Purpose: To assess the diagnostic performance of distributed human intelligence for the classification of polyp candidates identified with computer-aided detection (CAD) for computed tomographic (CT) colonography.
Materials and methods: This study was approved by the institutional Office of Human Subjects Research. The requirement for informed consent was waived for this HIPAA-compliant study. CT images from 24 patients, each with at least one polyp of 6 mm or larger, were analyzed by using CAD software to identify 268 polyp candidates. Twenty knowledge workers (KWs) from a crowdsourcing platform labeled each polyp candidate as a true or false polyp. Two trials involving 228 KWs were conducted to assess reproducibility. Performance was assessed by comparing the area under the receiver operating characteristic curve (AUC) of KWs with the AUC of CAD for polyp classification.

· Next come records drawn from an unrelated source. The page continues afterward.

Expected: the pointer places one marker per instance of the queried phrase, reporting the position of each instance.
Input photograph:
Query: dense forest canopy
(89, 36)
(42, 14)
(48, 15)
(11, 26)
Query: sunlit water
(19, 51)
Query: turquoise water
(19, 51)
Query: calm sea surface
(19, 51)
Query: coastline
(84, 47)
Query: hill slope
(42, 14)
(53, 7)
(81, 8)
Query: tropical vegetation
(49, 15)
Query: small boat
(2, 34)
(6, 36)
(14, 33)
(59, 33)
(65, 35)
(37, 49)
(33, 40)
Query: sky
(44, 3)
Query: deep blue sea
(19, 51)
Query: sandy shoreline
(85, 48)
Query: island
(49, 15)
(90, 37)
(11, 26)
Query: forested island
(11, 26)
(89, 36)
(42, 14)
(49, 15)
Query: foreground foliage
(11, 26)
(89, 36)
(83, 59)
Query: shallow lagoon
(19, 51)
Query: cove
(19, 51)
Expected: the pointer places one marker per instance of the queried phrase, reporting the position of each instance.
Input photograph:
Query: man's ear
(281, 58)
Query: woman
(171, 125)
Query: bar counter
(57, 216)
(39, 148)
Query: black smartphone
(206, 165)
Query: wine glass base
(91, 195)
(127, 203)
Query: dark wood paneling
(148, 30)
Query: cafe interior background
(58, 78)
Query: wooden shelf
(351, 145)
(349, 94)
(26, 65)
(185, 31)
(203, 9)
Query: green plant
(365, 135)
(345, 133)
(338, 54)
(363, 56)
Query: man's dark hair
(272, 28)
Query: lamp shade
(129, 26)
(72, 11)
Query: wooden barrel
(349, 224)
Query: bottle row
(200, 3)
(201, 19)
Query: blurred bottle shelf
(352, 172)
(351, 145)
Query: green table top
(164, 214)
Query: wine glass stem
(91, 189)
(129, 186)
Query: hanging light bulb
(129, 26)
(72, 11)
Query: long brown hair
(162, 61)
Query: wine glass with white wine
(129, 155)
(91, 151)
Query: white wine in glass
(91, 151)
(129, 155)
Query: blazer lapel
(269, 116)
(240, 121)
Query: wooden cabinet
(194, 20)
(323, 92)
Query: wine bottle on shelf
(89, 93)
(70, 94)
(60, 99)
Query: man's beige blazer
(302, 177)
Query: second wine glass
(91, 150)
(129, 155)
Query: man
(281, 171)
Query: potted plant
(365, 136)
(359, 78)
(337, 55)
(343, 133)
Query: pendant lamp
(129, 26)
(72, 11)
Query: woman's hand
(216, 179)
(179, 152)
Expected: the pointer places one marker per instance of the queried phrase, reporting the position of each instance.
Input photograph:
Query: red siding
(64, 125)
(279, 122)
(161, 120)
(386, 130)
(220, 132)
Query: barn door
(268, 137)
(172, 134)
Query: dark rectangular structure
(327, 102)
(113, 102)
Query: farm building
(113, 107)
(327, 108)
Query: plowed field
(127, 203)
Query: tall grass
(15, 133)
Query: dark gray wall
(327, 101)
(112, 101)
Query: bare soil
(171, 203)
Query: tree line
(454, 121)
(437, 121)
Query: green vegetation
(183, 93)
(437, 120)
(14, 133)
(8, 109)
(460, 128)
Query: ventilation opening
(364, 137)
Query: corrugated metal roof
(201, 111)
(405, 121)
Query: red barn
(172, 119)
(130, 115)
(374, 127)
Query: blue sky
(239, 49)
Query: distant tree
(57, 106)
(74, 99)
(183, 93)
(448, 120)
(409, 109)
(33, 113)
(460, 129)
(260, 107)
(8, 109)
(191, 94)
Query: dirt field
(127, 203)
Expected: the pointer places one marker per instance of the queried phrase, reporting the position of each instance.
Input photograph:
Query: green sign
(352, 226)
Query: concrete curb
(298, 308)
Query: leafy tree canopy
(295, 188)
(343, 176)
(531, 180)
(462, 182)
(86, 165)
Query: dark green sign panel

Results: The detection-level AUC for KWs was 0.845 ± 0.045 (standard error) in trial 1 and 0.855 ± 0.044 in trial 2. These were not significantly different from the AUC for CAD, which was 0.859 ± 0.043. When polyp candidates were stratified by difficulty, KWs performed better than CAD on easy detections; AUCs were 0.951 ± 0.032 in trial 1, 0.966 ± 0.027 in trial 2, and 0.877 ± 0.048 for CAD (P = .039 for trial 2). KWs who participated in both trials showed a significant improvement in performance going from trial 1 to trial 2; AUCs were 0.759 ± 0.052 in trial 1 and 0.839 ± 0.046 in trial 2 (P = .041).
Conclusion: The performance of distributed human intelligence is not significantly different from that of CAD for colonic polyp classification.